Synthetic minds

"All intelligent thoughts have already been thought; what is necessary is only to try to think them again." - Goethe
Previously at the Volcano Base I'd published a founder's guide to applied AI. Since then I've been working on a few automation projects for clients.
In between that, and preparing the family home for sale (a story for another time), I've been enjoying publishing The Core. It's a summer experiment. A series of concise principles that are at the heart of all my work. If you want them, you can log in to your account and toggle them on.
You can do the same if you work with AI systems fairly frequently. Start by asking your favourite system, based on its knowledge of you, what it thinks your core principles are. Even if it's not a helpful starting point, you might get a good laugh out of it.
Mission Briefing
Synthetic minds: we’re still the only real intelligence in the room
Artificial Intelligence isn’t intelligent.

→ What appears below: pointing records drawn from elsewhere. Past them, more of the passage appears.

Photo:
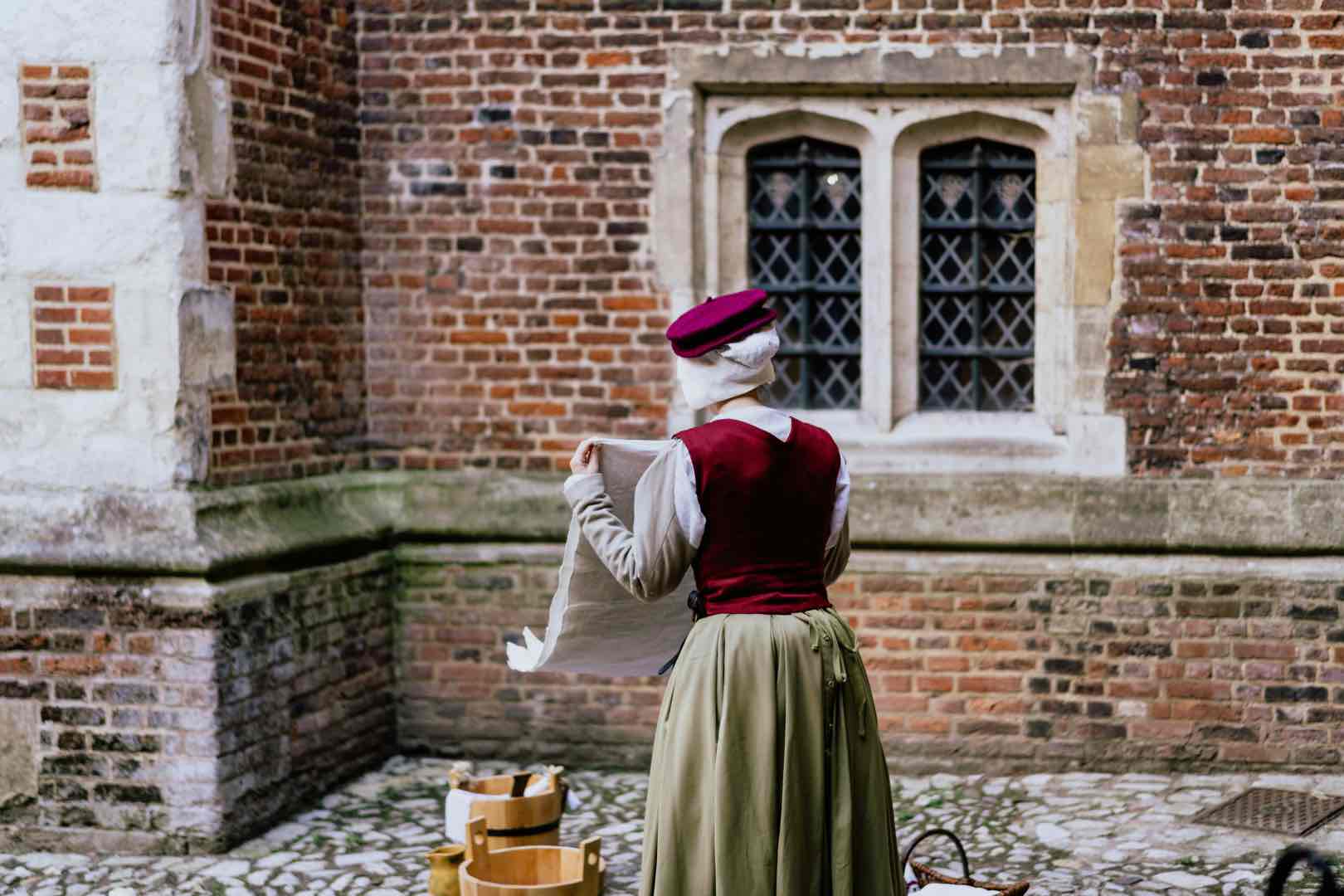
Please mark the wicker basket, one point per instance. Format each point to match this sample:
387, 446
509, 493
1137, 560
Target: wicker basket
925, 874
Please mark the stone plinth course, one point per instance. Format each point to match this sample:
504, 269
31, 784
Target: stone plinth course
1069, 833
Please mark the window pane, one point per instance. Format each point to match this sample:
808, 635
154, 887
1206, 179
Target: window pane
806, 249
977, 277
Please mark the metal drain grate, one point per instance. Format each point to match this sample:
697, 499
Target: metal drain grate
1281, 811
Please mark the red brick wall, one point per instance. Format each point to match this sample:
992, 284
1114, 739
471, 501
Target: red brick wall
74, 342
286, 241
1025, 668
58, 127
507, 182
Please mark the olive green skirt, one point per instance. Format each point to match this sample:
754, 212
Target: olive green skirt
767, 772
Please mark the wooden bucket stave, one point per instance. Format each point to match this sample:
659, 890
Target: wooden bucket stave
531, 871
519, 821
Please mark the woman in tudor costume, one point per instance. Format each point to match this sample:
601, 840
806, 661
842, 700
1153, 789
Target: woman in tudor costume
767, 772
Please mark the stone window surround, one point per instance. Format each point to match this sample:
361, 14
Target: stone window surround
722, 104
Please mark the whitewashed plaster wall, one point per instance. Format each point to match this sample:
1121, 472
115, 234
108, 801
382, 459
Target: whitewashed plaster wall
140, 232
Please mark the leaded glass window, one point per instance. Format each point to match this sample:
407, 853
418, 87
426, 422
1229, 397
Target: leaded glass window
977, 284
804, 208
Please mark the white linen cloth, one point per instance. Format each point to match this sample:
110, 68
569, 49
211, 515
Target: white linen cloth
596, 626
730, 370
457, 807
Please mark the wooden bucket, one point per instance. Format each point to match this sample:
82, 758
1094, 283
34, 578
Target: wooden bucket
518, 821
535, 871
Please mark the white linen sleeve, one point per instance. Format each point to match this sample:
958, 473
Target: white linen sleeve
841, 504
650, 561
689, 512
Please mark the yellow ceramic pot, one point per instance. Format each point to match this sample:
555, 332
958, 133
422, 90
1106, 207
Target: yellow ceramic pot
444, 865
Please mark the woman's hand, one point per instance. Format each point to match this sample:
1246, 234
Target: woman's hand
585, 457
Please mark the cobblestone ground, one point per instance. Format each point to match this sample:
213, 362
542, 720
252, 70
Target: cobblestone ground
1068, 833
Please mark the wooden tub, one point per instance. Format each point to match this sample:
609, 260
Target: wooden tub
530, 871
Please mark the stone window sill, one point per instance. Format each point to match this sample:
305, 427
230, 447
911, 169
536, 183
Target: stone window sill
979, 442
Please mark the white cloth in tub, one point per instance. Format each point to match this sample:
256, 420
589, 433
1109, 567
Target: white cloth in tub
457, 806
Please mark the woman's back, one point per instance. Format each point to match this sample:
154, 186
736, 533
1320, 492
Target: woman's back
767, 507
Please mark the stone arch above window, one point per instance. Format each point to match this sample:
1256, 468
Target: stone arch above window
890, 106
1054, 191
728, 192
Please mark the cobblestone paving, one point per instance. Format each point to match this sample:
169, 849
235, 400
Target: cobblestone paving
1068, 833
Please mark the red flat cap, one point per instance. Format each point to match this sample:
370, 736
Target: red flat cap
718, 321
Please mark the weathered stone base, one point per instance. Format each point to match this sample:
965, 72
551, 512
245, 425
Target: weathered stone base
976, 661
177, 716
281, 638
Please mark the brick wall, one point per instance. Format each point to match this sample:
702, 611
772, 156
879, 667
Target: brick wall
457, 696
305, 691
58, 136
74, 343
187, 728
1025, 670
286, 242
121, 692
507, 214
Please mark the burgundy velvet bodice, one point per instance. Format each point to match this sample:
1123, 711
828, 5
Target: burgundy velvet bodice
767, 511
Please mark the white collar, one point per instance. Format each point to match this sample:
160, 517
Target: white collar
777, 423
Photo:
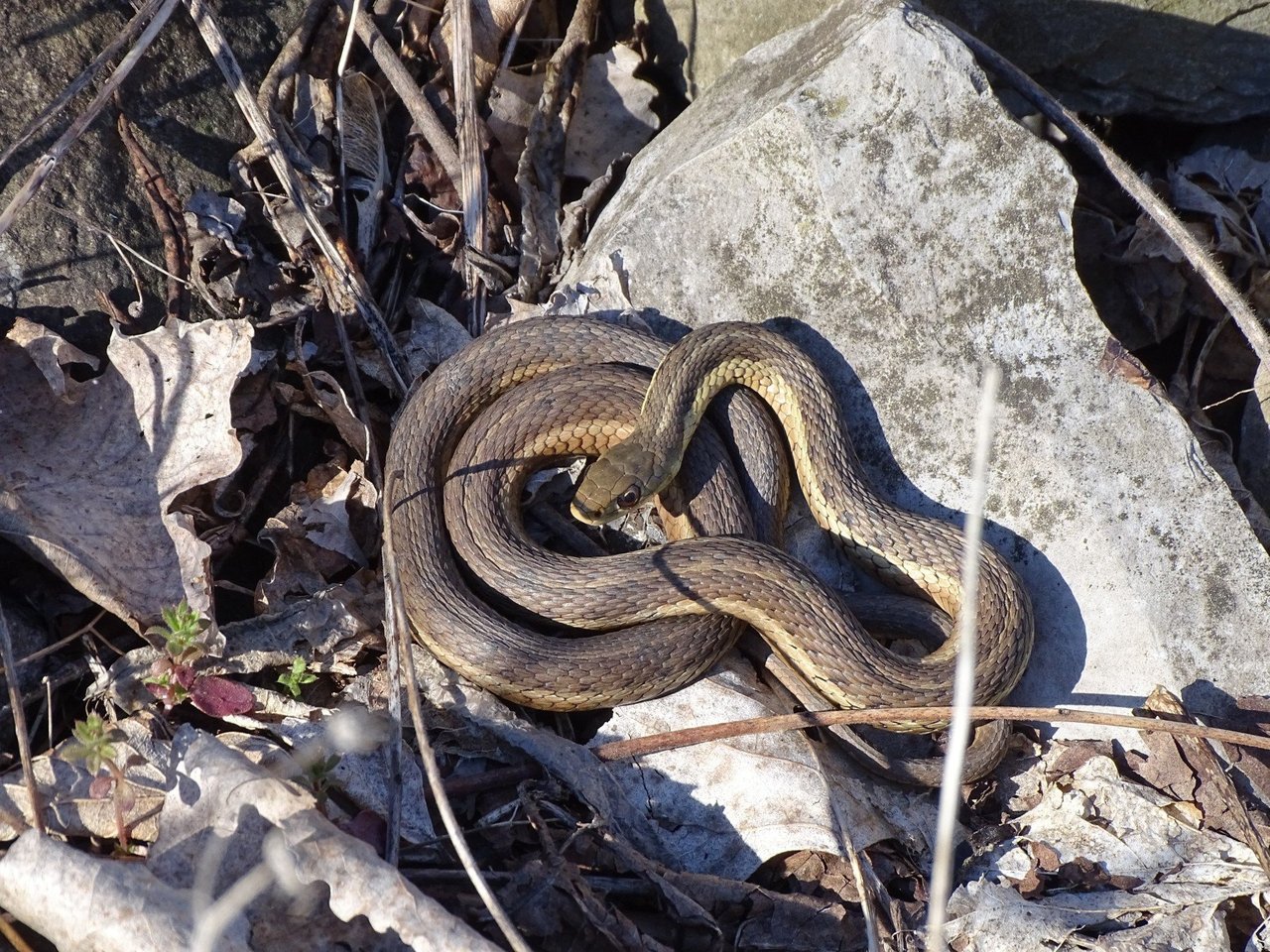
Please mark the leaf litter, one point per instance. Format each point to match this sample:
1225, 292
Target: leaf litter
231, 465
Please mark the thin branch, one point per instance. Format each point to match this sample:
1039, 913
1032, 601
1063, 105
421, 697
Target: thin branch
19, 722
962, 685
80, 81
405, 86
397, 629
474, 184
674, 740
46, 163
1203, 263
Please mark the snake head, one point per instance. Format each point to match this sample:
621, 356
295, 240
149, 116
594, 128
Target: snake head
615, 484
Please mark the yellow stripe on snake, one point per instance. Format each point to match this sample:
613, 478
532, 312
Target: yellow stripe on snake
642, 597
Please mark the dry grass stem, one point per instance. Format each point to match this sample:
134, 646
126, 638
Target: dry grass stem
80, 81
962, 688
1141, 191
405, 86
349, 280
46, 163
19, 721
474, 184
398, 630
772, 724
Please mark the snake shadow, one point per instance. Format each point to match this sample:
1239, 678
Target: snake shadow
1062, 640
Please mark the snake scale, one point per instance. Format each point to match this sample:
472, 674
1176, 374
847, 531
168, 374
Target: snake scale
724, 576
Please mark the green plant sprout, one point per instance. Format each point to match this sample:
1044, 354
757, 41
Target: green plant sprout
181, 633
94, 747
298, 676
173, 678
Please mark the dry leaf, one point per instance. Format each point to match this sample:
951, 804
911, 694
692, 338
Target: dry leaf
89, 477
49, 352
320, 535
114, 905
711, 815
613, 114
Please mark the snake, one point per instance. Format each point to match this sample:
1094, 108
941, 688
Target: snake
724, 578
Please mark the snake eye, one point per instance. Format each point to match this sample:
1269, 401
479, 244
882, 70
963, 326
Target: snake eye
629, 498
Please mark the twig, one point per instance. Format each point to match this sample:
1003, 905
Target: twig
405, 86
46, 163
513, 39
19, 722
962, 684
674, 740
541, 164
397, 629
104, 232
86, 76
1209, 770
474, 184
1201, 261
12, 937
348, 277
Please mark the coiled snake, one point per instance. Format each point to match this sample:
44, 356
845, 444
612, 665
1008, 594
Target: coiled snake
724, 578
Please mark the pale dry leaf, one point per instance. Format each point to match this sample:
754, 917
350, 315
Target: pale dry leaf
613, 116
87, 481
1137, 832
1133, 834
108, 906
365, 160
490, 23
222, 791
711, 814
512, 102
571, 763
50, 352
330, 398
984, 916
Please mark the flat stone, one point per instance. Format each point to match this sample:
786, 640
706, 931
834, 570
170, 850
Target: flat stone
858, 176
55, 266
1202, 61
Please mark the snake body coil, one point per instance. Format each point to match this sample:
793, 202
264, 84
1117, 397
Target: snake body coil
802, 619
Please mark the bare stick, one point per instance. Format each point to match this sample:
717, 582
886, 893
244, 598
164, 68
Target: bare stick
348, 277
674, 740
405, 86
962, 684
474, 179
19, 722
46, 163
89, 73
1128, 179
397, 627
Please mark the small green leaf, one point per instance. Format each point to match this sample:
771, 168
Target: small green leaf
298, 676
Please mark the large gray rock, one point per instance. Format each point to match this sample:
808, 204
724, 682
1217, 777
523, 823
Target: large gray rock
860, 176
55, 266
1197, 61
1202, 61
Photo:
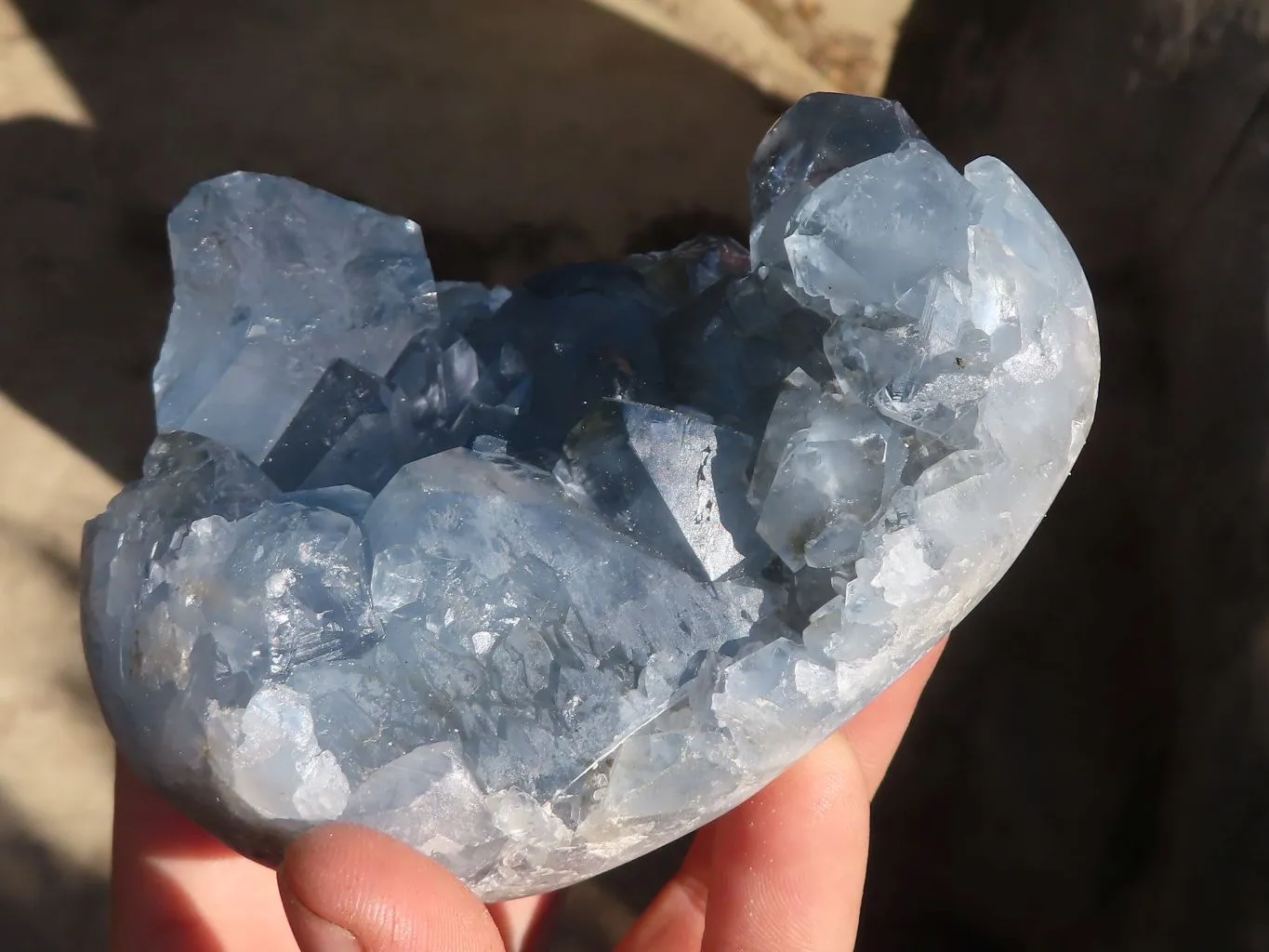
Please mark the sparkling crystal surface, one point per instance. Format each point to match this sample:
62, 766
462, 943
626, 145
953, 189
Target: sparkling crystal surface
541, 579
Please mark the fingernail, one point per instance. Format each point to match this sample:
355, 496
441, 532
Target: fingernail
313, 933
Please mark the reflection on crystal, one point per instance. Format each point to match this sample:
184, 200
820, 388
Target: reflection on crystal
539, 579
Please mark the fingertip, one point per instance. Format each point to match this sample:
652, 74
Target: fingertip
350, 881
788, 865
875, 733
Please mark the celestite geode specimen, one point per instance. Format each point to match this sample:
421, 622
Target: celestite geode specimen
538, 580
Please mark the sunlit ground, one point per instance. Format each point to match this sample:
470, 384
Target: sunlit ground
89, 153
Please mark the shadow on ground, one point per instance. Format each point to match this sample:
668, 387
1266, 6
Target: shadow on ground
1089, 767
518, 135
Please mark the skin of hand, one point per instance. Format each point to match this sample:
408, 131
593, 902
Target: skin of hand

It’s not even particularly good at pretending to be. What we call AI today is more like a high-speed blender full of other people’s thoughts, given a marketing degree and a LinkedIn account. It's not thinking. It's remixing.
And it’s definitely not "artificial" in the way science fiction sold it to us. There are no alien intellects here, no consciousness-in-a-box waiting to emerge. Just vast systems of statistical mimicry built on an ethically questionable buffet of human data.
So why are we still calling it Artificial Intelligence?
Because it sounds magical. Because it flatters engineers. Because it sells funding rounds, surveillance software, and startup exits. But calling autocomplete-on-steroids “intelligence” is like calling a vending machine a chef.
Synthetic Computing
Let’s try another term: Synthetic Computing.
It’s unglamorous, unsexy, and pretty accurate. Like synthetic fabrics, it’s engineered for utility. It lacks the depth, nuance, and soul of its natural counterpart - real human thought - but it holds its shape and resists wrinkling. And that’s all it needs to do to replace half the people in many roles that exist today.
More importantly, synthetic admits what AI evangelists won’t: this stuff is made. Designed. Built atop values, assumptions, and compromises. It’s not some emergent godhead clawing its way out of silicon. It’s code. Weird, complicated, occasionally useful code.
So maybe it's time we stopped pretending there's a new form of consciousness on the loose. The only sentient minds involved here are still ours. That’s both reassuring and terrifying (e.g. all politicians).
Classified Intel
Some interesting stuff I discovered on my adventures.
Clause 0 – Ethical AI Alliance

A foundational open letter calling for a hard ethical line: AI, data, and cloud systems must never underpin unlawful violence, surveillance, or forced displacement in conflict zones. It challenges the industry to act, not just talk.
Why it matters: Sets a real guardrail for “synthetic computing” ethics. No excuses, no loopholes.
Andrej Karpathy: Software Is Changing (Again)
LLMs are “people spirits,” stochastic simulations trained on humanity's collective output. Karpathy argues they’re a new kind of computer entirely: programmed in English, deployed like utilities, and situated somewhere around the computing vibe of the 1960s.
Why it matters: If you build software (or reality), this reframes the game.
LibreChat – Open‑source multi-LLM interface

An elegant, self-hosted UI for wrangling multiple AI models with full control: plugin support, conversation trees, and local deployment included.
Why it matters: Because if you’re going to summon “people spirits,” better to do it on your own terms.